Road to Home

题意翻译

最近有一个学生Danil正在通过一条长度为$L$的笔直道路从电车站回家。这个站点位于点$x=0$，但是Danil的家——在点$x=L$。Danil以恒定速度从$x=0$到$x=L$走动，并且过程中不改变方向。 路上有n盏路灯，每盏路灯照亮路段的一些连续路段。这n盏灯照亮的路段没有公共点。 Danil喜欢唱歌，因此他想在他散步时一遍又一遍地唱出他最喜欢的歌。一旦他被没有照亮的路段吓到了，就只会在在经过被照亮的部分时才会唱歌。 Danil表演他最喜欢的歌曲时会经过$p$个距离。如果表演过程中经过的路段没有被照亮，他就无法开始另一场表演。此外，如果Danil在两场表演之间停顿了一会，并且经过了一段长度至少为t的路时，他会停止表演。从形式上看： 1. 只有当经过一段被照亮的路段$[x,x+p]$时，Danil才能在$x$点开始表演一曲。 2. 如果Danil在$x+p$点完成表演，那么下一个表演只能在$y$点开始，使得$y=x+p$或者$y \ge x+p+t$满足第1点的声明。 蓝色的半圆表示表演的部分。请注意，就在Danil暂停表演之后，他还没有在经过一段长度至少为t的路上唱歌。 确定Danil在从$x=0$到$x=L$的步行过程中可以表演他最喜欢的歌曲的次数。 请注意，Danil并没有停止一个表演，因此，当经过一段从表演开始点至少长度为p的路时，他完成了唱歌，并开始了另一次歌唱。

题目描述

Once Danil the student was returning home from tram stop lately by straight road of length $ L $ . The stop is located at the point $ x=0 $ , but the Danil's home — at the point $ x=L $ . Danil goes from $ x=0 $ to $ x=L $ with a constant speed and does not change direction of movement.
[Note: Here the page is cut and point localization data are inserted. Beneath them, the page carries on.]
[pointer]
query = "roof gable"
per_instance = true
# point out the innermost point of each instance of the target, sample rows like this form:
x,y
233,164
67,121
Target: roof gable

There are $ n $ street lights at the road, each of which lights some continuous segment of the road. All of the $ n $ lightened segments do not share common points. Danil loves to sing, thus he wants to sing his favourite song over and over again during his walk. As soon as non-lightened segments of the road scare him, he sings only when he goes through the lightened segments. Danil passes distance $ p $ while performing his favourite song once. Danil can't start another performance if the segment passed while performing is not fully lightened. Moreover, if Danil has taken a pause between two performances, he is not performing while not having passed a segment of length at least $ t $ . Formally, 1. Danil can start single performance at a point $ x $ only if every point of segment $ [x,x+p] $ is lightened; 2. If Danil has finished performing at a point $ x+p $ , then the next performance can be started only at a point $ y $ such that $ y=x+p $ or $ y>=x+p+t $ satisfying the statement under the point $ 1 $ . Blue half-circles denote performances. Please note that just after Danil has taken a pause in performing, he has not sang for a path of length of at least $ t $ .Determine how many times Danil can perform his favourite song during his walk from $ x=0 $ to $ x=L $ . Please note that Danil does not break a single performance, thus, started singing another time, he finishes singing when having a segment of length of $ p $ passed from the performance start point.

输入输出格式

输入格式

The first line of the input contains four integers $ L $ , $ n $ , $ p $ and $ t $ ( $ 1<=L<=10^{9} $ , $ 0<=n<=100000 $ , $ 1<=p<=10^{9} $ , $ 1<=t<=10^{9} $ ) — the length of the Danil's path, the number of street lights at the road, the distance Danil passes while doing single performance and the minimum distance of pause respectively. The next $ n $ lines describe segments lightened by street lights. $ i $ -th of them contains two integers $ l_{i},r_{i} $ ( $ 0<=l_{i}&lt;r_{i}<=L $ ) — the endpoints of the segment lightened by $ i $ -th street light. It is guaranteed that no two segments are intersecting, nesting, or touching each other. The segments are given in the order from left to right.

输出格式

Print the only integer — the maximum number of performances of Danil's favourite song on the path from $ x=0 $ to $ x=L $ .

输入输出样例

输入样例 #1

17 2 2 6
0 9
13 17

输出样例 #1

5

输入样例 #2

12 2 2 2
0 5
6 11

输出样例 #2

4

输入样例 #3

12 2 2 4
0 5
6 11

输出样例 #3

3

说明

The first sample case is just about corresponding to the picture from the statement.